I just wanted to introduce the rest of my 'little' family. 

Sasha, my baby girl. She is schnauzer and cocker.












Shiner, our basset hound.











Scarlett, my kitty.











Colt... I think he is a miniature russian blue.











Johnny and June






And of course... Spike. I know you already met him, but how could I leave him out.

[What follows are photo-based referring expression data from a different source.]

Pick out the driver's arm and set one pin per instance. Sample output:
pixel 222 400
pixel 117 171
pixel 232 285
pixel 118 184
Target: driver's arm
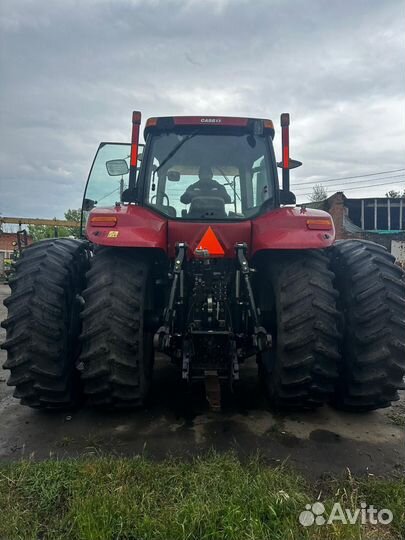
pixel 186 197
pixel 224 194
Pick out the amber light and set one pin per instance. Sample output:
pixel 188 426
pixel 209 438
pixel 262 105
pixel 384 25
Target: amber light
pixel 103 221
pixel 151 122
pixel 320 224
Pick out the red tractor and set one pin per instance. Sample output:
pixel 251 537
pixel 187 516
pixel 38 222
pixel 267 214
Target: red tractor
pixel 193 250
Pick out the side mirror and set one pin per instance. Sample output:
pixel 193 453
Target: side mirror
pixel 117 167
pixel 88 204
pixel 173 176
pixel 287 197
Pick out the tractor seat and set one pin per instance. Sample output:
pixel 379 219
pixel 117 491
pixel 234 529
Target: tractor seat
pixel 207 207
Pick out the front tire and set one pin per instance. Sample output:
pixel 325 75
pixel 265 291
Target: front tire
pixel 117 348
pixel 299 308
pixel 372 299
pixel 43 322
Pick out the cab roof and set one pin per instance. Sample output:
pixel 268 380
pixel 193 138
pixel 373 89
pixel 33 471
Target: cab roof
pixel 168 123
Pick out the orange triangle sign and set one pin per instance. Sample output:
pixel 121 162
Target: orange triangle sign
pixel 211 243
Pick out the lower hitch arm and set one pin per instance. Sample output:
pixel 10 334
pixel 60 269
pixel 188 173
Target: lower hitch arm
pixel 261 339
pixel 162 338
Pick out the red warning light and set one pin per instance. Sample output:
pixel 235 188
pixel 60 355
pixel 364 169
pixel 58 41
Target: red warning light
pixel 210 243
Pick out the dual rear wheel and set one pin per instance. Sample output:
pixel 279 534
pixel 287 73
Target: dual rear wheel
pixel 337 318
pixel 338 321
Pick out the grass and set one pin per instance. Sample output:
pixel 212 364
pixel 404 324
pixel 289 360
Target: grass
pixel 213 497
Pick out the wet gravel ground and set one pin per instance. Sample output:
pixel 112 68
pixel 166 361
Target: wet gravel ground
pixel 177 422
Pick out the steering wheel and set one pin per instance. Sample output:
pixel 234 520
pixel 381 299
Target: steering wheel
pixel 165 197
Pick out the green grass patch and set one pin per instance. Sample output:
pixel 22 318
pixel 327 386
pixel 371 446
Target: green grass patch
pixel 214 497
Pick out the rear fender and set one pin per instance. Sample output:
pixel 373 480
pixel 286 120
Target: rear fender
pixel 135 227
pixel 289 228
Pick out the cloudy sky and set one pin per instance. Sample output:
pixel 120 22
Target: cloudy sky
pixel 72 71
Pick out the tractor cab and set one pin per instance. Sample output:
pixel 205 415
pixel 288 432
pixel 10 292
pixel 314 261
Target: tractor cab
pixel 195 170
pixel 191 168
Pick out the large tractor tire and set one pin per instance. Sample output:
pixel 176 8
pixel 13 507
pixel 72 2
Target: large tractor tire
pixel 117 347
pixel 43 323
pixel 372 299
pixel 298 302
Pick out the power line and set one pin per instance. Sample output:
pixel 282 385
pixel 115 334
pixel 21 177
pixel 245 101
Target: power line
pixel 349 189
pixel 350 177
pixel 361 182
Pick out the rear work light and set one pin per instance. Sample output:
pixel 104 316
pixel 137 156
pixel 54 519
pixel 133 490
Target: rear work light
pixel 324 224
pixel 103 221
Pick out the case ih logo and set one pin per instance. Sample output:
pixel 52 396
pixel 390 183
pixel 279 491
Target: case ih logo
pixel 211 120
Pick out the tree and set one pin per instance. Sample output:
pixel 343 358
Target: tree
pixel 394 194
pixel 319 193
pixel 39 232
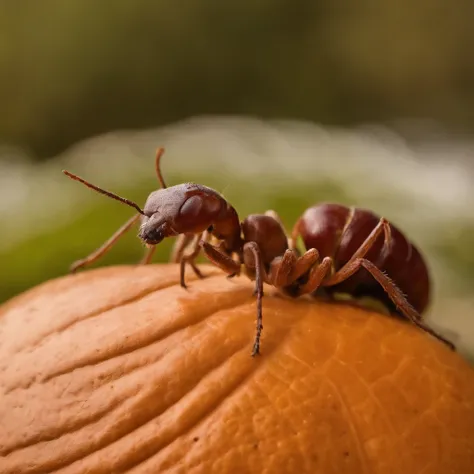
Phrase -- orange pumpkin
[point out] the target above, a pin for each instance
(121, 370)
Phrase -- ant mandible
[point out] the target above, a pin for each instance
(192, 211)
(349, 250)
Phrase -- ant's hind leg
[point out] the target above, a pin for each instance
(280, 269)
(304, 263)
(106, 246)
(316, 277)
(395, 295)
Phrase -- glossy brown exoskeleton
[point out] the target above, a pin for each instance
(364, 255)
(348, 250)
(190, 210)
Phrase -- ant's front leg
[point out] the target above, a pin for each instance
(179, 247)
(190, 258)
(220, 259)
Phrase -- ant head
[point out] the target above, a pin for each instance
(267, 233)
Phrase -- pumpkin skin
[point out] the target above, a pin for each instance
(119, 369)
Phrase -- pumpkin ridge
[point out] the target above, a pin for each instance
(60, 431)
(83, 423)
(217, 363)
(93, 314)
(370, 394)
(224, 396)
(351, 424)
(105, 357)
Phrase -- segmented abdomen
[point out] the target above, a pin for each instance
(338, 231)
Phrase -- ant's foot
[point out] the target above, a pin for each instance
(256, 349)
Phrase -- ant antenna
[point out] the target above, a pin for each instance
(103, 191)
(159, 154)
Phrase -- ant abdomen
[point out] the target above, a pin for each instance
(338, 231)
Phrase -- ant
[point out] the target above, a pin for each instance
(349, 250)
(196, 213)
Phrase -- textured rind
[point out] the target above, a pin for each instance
(119, 369)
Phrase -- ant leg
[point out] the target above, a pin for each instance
(280, 269)
(275, 216)
(295, 233)
(148, 255)
(190, 259)
(304, 263)
(221, 260)
(106, 246)
(382, 226)
(316, 277)
(260, 276)
(395, 295)
(180, 245)
(159, 154)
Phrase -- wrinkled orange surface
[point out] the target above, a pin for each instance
(120, 369)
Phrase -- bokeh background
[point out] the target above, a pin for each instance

I also have a couple of aquariums and live with roommates that have 4 cats and two dogs and a bird and a hedghog and a snake and a beardie and two geckos. We are thinking about charging admission and calling our house a zoo. Sometimes it is very crazy, but for an animal lover like me, it is totally worth it.


----------



## TortoiseBoy1999 (Aug 16, 2012)

You should charge! That's good money right there!


----------



## jessrich87 (Aug 16, 2012)

I know, right!


----------



## Jacqui (Aug 16, 2012)

Okay, you had me from the first picture. Your family is purrfect and they just make me want to howl with laughter. Looks like you all blend together swimingly.


----------



## jessrich87 (Aug 16, 2012)

Haha thanks!


----------



## leonardo the tmnt (Aug 16, 2012)

Haha my mom thinks we have a zoo when we only have 2 dogs, 3fish and 1 sulcata named Leo


----------



## TortoiseBoy1999 (Aug 17, 2012)

leonardo the tmnt said:


> Haha my mom thinks we have a zoo when we only have 2 dogs, 3fish and 1 sulcata named Leo



Haha tell her: Mom. This guy on the forum has a friend who has 17 pets! Lol!


----------



## Eweezyfosheezy (Aug 17, 2012)

Great family!


----------



## Laura (Aug 17, 2012)

I have a lot too.. people like to come to the Farm... I like the High Five...


----------



## jessrich87 (Aug 19, 2012)

Life wouldn't be the sane without them!


----------



## wellington (Aug 19, 2012)

Great pics and very cute family. Liife without animals, what life


----------



## ALDABRAMAN (Aug 20, 2012)

Outstanding!


----------



## jessrich87 (Sep 15, 2012)

thanks


----------



## remitort071312 (Sep 19, 2012)

Here's my family  two sulcatas and a tegu and the kitty


----------